Sept 13 Technique
Let's start with the obvious. There's a definite a storyboard style commonly accepted in the animation industry. It varies from show to show depending on requirements.
A few good examples:
From Finding Dory
Megamind Boards by Toby Shelton
See the whole sequence here.
Samurai Jack Season 5 Episode 3 was written and storyboarded by David Krentz and Genndy Tartakovsky. Storyboard narration is done by Genndy Tartakovsky
Here's a good old school example of boards to finished product:
Interesting to note, if you look at the old Hercules boards vs the Megamind boards you'll see a lot more poses. The computer has made it easier to do that since you don't have to redraw the background every time.
Everything is digital now and that give it a certain look. Usually black and white with grey tones. Some of these examples are more finished that the usual production boards because they were published in a book and people always want to see a more finished drawing. You level of polish depends on what you can get away with. Some directors are cool with rougher stuff others are not. At the very least it should be clear what's going on.

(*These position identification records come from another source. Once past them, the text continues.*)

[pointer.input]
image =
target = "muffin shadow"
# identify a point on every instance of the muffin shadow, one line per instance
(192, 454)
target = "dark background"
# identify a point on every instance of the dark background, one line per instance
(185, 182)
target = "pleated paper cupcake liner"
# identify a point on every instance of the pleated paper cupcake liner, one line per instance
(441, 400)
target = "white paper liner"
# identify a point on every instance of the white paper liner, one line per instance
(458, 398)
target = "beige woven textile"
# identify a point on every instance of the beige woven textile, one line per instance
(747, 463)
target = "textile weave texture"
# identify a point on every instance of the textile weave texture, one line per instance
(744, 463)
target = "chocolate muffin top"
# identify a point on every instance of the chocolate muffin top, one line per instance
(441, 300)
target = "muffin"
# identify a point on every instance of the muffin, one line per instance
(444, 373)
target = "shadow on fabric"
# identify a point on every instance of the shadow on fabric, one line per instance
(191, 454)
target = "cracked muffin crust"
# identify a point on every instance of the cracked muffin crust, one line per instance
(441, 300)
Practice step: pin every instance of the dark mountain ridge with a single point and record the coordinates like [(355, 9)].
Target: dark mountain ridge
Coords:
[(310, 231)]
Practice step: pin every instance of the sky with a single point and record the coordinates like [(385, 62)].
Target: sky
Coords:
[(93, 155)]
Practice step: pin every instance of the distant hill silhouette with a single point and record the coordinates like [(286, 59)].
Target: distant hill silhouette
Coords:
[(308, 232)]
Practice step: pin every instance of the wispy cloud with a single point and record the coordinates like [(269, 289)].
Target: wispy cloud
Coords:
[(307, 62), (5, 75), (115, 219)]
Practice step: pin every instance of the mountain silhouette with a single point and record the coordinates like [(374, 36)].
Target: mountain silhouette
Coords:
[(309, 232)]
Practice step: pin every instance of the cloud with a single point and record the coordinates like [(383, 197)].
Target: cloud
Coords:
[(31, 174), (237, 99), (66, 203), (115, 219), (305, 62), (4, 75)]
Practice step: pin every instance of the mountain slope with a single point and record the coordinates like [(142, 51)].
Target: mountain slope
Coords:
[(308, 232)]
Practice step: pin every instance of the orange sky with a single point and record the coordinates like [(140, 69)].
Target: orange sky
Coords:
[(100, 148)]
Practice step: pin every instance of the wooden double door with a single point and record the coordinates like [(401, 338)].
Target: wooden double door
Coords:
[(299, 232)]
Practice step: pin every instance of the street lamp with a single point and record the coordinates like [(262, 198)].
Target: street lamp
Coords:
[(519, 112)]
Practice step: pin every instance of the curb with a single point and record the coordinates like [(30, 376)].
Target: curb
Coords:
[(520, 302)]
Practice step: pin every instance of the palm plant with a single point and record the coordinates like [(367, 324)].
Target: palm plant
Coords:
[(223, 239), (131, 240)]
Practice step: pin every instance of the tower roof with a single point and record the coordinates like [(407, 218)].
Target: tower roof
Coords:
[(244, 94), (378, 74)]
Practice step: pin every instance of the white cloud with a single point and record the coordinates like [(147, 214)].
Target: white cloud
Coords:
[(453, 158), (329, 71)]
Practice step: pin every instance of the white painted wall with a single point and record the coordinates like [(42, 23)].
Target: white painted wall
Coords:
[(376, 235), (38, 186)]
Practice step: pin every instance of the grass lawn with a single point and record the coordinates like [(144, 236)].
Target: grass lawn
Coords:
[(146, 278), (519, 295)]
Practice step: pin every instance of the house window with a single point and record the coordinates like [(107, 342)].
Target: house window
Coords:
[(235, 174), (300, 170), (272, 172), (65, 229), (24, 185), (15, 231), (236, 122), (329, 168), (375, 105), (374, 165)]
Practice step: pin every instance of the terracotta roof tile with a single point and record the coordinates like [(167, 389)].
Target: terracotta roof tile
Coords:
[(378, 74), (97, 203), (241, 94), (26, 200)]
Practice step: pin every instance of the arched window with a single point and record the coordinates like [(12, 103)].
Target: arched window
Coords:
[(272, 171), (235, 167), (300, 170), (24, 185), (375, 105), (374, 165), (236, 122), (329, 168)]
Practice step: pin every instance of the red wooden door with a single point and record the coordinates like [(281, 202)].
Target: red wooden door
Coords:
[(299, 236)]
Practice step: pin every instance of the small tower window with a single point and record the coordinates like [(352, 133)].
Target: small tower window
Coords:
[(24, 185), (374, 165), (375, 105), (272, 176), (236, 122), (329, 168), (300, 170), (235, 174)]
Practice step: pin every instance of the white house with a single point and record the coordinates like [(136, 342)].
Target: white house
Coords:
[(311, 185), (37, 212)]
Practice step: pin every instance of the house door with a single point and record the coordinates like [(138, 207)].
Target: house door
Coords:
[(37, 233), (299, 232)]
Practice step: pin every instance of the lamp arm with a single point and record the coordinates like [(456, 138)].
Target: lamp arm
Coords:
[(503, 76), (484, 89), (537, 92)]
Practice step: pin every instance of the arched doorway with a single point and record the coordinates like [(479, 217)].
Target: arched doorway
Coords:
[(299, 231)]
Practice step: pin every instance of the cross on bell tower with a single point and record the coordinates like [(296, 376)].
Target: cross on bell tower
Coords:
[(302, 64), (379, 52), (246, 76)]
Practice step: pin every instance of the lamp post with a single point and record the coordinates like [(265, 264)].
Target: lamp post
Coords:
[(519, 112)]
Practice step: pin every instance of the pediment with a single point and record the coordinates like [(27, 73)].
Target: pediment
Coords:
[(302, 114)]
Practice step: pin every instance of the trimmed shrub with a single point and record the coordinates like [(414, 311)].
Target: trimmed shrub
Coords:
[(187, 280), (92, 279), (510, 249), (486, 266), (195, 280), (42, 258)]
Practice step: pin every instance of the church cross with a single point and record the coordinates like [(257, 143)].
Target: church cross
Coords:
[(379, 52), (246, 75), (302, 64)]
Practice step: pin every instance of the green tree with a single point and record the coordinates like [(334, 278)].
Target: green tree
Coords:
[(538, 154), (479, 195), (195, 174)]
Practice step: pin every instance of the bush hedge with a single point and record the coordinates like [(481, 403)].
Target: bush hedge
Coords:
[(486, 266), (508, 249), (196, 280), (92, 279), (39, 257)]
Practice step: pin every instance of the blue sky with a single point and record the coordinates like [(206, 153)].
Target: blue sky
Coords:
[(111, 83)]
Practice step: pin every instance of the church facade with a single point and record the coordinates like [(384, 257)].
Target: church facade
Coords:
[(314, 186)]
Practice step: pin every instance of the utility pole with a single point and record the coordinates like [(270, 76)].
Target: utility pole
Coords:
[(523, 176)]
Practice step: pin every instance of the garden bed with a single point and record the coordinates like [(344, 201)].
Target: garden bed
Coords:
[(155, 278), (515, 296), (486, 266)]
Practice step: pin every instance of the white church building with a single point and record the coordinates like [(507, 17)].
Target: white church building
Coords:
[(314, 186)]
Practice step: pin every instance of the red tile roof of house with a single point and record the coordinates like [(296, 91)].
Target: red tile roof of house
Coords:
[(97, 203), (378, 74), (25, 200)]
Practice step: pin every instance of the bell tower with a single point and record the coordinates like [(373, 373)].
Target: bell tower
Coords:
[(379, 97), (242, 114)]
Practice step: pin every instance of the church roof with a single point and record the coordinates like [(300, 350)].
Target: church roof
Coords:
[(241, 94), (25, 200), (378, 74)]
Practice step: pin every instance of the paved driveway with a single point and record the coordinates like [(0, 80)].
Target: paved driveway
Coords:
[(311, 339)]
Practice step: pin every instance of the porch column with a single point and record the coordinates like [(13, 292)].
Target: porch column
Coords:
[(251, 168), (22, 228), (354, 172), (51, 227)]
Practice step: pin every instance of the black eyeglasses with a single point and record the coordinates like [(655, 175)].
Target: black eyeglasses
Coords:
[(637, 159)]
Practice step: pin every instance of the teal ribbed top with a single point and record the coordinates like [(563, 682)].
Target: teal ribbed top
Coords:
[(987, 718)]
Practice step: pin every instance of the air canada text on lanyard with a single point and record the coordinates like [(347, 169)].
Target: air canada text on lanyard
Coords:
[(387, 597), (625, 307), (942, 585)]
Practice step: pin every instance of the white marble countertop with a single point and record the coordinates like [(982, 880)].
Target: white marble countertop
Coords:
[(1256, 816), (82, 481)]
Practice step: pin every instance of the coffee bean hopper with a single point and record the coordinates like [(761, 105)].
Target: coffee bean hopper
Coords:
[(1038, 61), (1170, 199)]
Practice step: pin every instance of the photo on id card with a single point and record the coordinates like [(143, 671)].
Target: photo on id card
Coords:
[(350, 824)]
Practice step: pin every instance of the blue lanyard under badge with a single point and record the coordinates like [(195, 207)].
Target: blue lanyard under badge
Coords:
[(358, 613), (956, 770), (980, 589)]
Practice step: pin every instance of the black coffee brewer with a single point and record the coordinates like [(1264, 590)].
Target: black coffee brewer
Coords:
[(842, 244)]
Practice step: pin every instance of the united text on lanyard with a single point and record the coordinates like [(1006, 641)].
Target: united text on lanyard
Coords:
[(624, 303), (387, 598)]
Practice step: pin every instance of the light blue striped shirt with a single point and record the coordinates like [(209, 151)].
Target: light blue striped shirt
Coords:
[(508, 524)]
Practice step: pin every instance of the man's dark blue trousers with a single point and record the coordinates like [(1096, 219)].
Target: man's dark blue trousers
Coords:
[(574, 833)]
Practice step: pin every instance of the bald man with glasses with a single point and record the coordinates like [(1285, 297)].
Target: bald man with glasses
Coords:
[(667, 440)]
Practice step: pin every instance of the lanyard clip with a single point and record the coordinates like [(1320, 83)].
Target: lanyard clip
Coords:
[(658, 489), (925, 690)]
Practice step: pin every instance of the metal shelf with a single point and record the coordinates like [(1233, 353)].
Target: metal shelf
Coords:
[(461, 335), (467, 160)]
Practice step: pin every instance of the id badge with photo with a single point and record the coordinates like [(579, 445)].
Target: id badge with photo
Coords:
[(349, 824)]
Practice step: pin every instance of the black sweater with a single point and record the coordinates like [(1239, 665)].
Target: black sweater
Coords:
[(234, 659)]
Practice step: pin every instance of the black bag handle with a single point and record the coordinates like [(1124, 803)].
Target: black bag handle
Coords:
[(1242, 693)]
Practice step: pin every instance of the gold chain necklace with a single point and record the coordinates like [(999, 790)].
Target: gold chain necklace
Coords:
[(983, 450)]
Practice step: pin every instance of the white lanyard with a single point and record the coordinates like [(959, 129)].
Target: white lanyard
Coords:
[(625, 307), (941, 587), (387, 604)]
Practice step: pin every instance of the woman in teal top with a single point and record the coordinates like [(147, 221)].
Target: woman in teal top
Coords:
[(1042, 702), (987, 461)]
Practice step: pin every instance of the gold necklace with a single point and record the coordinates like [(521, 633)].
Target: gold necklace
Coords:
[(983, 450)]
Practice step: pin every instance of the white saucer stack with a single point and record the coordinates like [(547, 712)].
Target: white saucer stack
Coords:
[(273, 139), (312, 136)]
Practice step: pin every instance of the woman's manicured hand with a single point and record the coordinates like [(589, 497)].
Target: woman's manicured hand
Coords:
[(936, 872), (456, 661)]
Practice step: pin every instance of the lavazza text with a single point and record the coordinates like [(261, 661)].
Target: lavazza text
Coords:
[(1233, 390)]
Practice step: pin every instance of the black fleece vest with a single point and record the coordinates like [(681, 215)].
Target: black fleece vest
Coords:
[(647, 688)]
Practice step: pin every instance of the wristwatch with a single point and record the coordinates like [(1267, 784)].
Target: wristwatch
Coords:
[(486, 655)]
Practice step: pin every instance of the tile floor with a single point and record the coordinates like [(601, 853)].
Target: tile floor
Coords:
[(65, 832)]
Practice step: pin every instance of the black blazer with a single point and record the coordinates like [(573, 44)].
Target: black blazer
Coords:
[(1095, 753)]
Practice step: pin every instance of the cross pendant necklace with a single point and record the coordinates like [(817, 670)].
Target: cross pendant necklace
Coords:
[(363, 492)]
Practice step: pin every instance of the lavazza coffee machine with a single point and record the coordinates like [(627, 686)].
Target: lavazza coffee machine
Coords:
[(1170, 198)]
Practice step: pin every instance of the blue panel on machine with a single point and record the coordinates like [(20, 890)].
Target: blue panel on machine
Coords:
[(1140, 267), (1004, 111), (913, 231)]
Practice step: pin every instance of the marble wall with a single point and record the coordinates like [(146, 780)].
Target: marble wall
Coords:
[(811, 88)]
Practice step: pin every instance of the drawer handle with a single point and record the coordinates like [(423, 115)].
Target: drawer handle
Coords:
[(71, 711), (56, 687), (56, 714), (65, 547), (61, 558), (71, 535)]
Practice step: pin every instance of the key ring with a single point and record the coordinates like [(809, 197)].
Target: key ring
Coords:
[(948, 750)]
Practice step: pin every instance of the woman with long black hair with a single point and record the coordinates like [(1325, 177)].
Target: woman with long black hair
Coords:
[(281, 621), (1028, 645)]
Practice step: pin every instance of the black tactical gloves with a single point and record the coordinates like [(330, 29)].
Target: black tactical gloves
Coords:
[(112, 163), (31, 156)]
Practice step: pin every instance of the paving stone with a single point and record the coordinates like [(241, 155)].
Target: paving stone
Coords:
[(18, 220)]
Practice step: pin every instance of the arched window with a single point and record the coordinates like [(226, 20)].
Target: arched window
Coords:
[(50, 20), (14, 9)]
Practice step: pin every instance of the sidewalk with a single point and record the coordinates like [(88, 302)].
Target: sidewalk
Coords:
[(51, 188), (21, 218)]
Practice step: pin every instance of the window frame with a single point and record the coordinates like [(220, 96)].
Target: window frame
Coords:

Okay! Enough boring stuff you probably already knew. Here's some real technique as far as storytelling applies because this is what separates good board artists from people who can draw good looking layouts.
Remember the old Apple ads?
That's right. Think different. That first idea that pops into your head is probably the same idea that pops into most peoples head when the are faced with a problem. In this case, a story problem.
Early in my career, I worked with Teddy Newton at Warner Brothers on Iron Giant together. He always came up with great stuff that was way different than what everyone else was thinking. I learned from him that you should approach story from the angle that no one else is thinking of. We came up with this Idea for Dean and Annie to have a date and boarded it out for Iron Giant. It never made it into the movie. Maybe we came from the wrong angle.
On Epic We had a scene where MK, Nod and the slugs/snails had to get out of the bad guy's lair with the royal pod. The first two attempts were epic battles between the heroes and the villains. Yawn. Audiences have been looking at epic fight scenes for the past 100 years of cinema. The scene needed something more clever to get our heroes to safety.
When the scene came to me, I began by thinking about the characters. We had snails and weird bug creatures. called Boggans. I figured our heroes were too weak to take on the boggans so they needed to use their wits. I had them trying to outsmart them. But they fell into a pit of maggots (escalation!) which turned out to be baby boggans. Since snails are sticky, I had the heroes use them to get out of the pit. Here's how it went:
Chris, the director, wound up not using the maggot pit (too bad, I thought it was funny) but kept the sticky snail bit. The boards in the video were drawn by me, Warren Leonhardt, Stephen Neary and Kristin Lester.
Use the characters characteristics to mine comedy gold:
If a slug wanted to punch someone, How would he do it?
Not only should your drawings have contrast but your story points too. Big vs small. Moving vs not moving. Happy vs sad.
Looks dramatic. Emphasize your character's feelings with the bg.
Not sure what we're looking at but it gets your eye.
Same thing with the story you are telling. If you want to build suspense, manipulate the audience emotion by making them expect one thing but don't give it to them when they expect it. It's a contrast in emotions. Create a calm, then shatter it.
Two characters are falling in love? One needs to be the opposite of the other, so when they do fall in love, it is more satisfying. If there's been a sacrifice involved you'll FEEL it more. Why do you (hopefully) love your significant other more as time goes by? Because they have made sacrifices for you. Sacrifice is contrast. Giving up something you want for a greater cause.
Making something funny? Surprise the audience. They expect one thing give them another. Contrast in timing helps. Remember the sloth scene at the DMV from Zoortopia? Perfect example of contrast in timing. You can expand a gag to be more than what the audience originally thought.
When something funny is happening, make the drawing funny!
My friend Bob Camp is the master at this.
July Class: Don't do this assignment unless you it's more inspiring to you than the Big VS Small assignment in the camera placement lesson
For your first assignment, I'm tossing you in the deep end.
Two convienient store clerks are on the job late at night. One is super annoying to the other. The grim reaper stops in for a red bull. The outcome is yours. Make it dramatic, funny, action-y or whatever you please.
Keep it to about 100 -120 panels. If it turns out so amazing you need more panels then DO IT! but it better be amazing if it's going to demand that much attention from your audience.